At the same time, agribusiness interests have only expanded. Over the past 20 years, more than 20 ethanol production plants have been launched within the Guarani-Kaiowá territory. Soybeans, sugarcane and livestock are also entering the region, but the indigenous community continues to live on the roadside without infrastructure, housing or basic services.
It was these difficulties, together with a desire to obtain support from the international community, that led activist Marcos Veron to travel around Europe in 2000. On that occasion Marcos visited Ireland and spoke at a conference organised by LASC. Tragically in 2003, Marcos was assassinated by ranchers who, like in most of the cases of indigenous murders, remain unpunished.
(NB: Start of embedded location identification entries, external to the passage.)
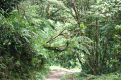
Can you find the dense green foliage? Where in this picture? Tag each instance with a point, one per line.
(70, 33)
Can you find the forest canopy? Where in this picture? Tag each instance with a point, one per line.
(37, 34)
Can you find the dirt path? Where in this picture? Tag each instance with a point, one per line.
(57, 73)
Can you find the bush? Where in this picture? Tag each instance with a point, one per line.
(6, 6)
(18, 59)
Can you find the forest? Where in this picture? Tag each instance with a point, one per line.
(60, 39)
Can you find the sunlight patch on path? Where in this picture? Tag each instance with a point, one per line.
(57, 72)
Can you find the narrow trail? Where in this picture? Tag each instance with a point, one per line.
(57, 73)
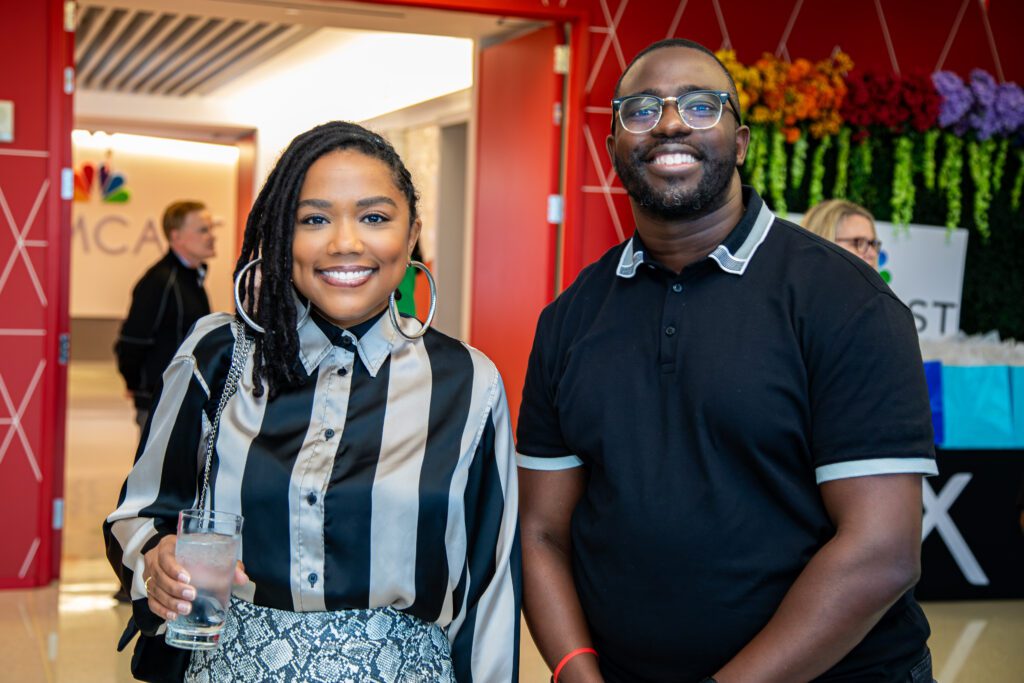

Now, fourteen years after this brutal murder, his son Ladio Veron is following in the steps of his father and visiting several European countries carrying the same message of the suffering of his people and the urgent need to finally recognise their right to live on their lands.
Here in Ireland, Ladio, spoke at a conference organised by LASC in Dublin, and delivered further talks in Belfast and Limerick. LASC accompanied Ladio on a visit to the Brazilian Embassy in Dublin where he delivered a letter emphasizing the need to hand over to the Guarani-Kaiowá community that has already been approved. Ladio also met with Front Line Defenders, and TDs from Solidarity-People Before Profit and Sinn Féin in Leinster House.
Ladio has emphasized that they are not asking for anything more than what has already been decided, they are not pleading for new lands, they only want the final recognition that will give them the right to occupy and live in the territory that is already demarcated. Currently, only 1.6% of the territory of the state of Mato Grosso do Sul is indigenous territory.
The indigenous chief also pleads with the international community to get involved in their cause and bring pressure to bear on the Brazilian government. The struggle of the Guarani-Kaiowá people for their lands is simply a struggle to be able to live their own way.